= I Wayan Gobiah =

I Wayan Gobiah (born c. 1898) was a Balinese teacher and writer. He is best known for Nemoe Karma, a 1931 novel which is considered the first Balinese-language novel.

==Biography==
Little has been uncovered about Gobiah's life, despite efforts by several researchers. However, it is known that Gobiah was born in approximately 1898 to a poor family in Panjer village, Badung Regency, Bali (now part of southern Denpasar). Gobiah's father was a manservant to King Tjokorda at Denpasar Palace; the family received land on which to live from the palace in exchange for Gobiah's father's work.

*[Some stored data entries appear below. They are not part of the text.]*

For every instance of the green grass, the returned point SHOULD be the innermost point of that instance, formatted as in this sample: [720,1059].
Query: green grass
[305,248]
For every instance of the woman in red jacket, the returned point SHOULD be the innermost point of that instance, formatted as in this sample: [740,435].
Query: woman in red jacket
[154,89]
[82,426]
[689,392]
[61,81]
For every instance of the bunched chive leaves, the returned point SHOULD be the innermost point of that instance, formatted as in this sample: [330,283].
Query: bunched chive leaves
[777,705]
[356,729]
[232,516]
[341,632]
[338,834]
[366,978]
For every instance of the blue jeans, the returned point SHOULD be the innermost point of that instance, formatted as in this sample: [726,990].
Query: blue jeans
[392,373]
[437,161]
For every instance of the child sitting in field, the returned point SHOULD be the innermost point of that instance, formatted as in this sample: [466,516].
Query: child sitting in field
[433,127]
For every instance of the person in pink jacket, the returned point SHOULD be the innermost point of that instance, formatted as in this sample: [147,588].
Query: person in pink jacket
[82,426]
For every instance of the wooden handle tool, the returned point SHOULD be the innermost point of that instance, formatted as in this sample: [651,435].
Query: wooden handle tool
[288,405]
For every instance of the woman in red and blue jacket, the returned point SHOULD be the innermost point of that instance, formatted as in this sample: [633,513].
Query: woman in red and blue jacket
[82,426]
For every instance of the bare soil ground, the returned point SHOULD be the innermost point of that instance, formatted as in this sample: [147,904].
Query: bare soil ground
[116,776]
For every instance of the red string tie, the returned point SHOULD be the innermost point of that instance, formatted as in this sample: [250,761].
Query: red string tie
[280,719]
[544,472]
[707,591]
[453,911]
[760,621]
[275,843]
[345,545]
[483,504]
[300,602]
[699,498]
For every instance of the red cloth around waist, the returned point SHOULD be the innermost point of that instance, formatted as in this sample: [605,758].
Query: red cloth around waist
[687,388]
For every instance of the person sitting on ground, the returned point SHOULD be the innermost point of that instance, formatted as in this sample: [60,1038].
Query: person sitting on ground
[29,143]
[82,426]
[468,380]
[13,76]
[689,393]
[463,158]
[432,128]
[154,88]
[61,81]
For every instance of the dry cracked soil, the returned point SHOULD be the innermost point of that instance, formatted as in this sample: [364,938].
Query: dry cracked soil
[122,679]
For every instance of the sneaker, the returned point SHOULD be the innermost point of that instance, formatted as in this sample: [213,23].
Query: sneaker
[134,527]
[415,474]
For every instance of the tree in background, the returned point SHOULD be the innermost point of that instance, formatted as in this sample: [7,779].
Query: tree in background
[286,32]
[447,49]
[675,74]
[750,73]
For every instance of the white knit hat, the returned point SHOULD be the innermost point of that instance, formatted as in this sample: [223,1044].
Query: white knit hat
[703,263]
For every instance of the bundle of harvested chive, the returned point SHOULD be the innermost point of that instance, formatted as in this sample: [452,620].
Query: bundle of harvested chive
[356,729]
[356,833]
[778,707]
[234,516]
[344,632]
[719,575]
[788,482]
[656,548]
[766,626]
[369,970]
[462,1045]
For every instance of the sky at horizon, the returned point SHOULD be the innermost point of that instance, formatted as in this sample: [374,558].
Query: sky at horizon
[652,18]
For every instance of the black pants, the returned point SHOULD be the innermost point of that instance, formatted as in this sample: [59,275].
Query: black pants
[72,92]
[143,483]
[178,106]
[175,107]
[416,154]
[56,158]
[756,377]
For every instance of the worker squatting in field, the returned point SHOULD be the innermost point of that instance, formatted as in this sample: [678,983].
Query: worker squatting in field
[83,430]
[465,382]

During the Dutch intervention in 1906, Gobiah was tasked to accompany Prince Ida Tjokardo Alit Ngurah to exile in nearby Lombok. By order of the prince, Gobiah was schooled until the third year in a local school. After finishing his time there, he was sent to Singaraja to continue his studies in 1910. In Singaraja, he studied to be a teacher under Mas Nitisastro; Nitisastro, who also worked as a writer, used Balinese-language short stories he had written to interest his students and introduce them to the world of literature. By 1912 Gobiah was reportedly working as a teacher in Denpasar, at the age of 14.

While working as a teacher, Gobiah developed an interest in theatre, including traditional dance and singing. By 1919 he was working as the principal of an elementary school in Mengwi, Badung. While in Mengwi, he married Si Luh Rupek; together the couple had one child. However, not long after the birth of their child, Si Luh Rupek fell ill and died. She was followed by their child several years later.

Alone again, Gobiah began reading heavily. Through his school and contacts with Mas Nitisastro, he subscribed to Balai Pustaka-published periodicals such as Pandji Poestaka and Seri Poestaka. He also read novels, such as Sitti Nurbaya (1922), published by the state-owned publishing house. According to Balinese literary scholars I Gusti Ngurah Bagus and I Ketut Ginarsa, this reading influenced his literary work.

By 1922 Gobiah had begun rewriting traditional stories to be more accessible to his students; this was followed by translating works into Balinese. In 1923 he published an illustrated fable entitled Satua Lutung Mungil (A Favourite Monkey), written with Balinese script. This was published by Balai Pustaka. Satua Lutung Mungil was followed by a retelling of Rare Angon in geguritan form in 1926. Although Gobiah is known to have received money from Balai Pustaka for this work, it is unknown if it was ultimately published. Not long afterwards he remarried.

Gobiah's seminal work, Nemoe Karma, was published by Balai Pustaka in 1931. The first Balinese language novel, it dealt with themes of forced marriage and love.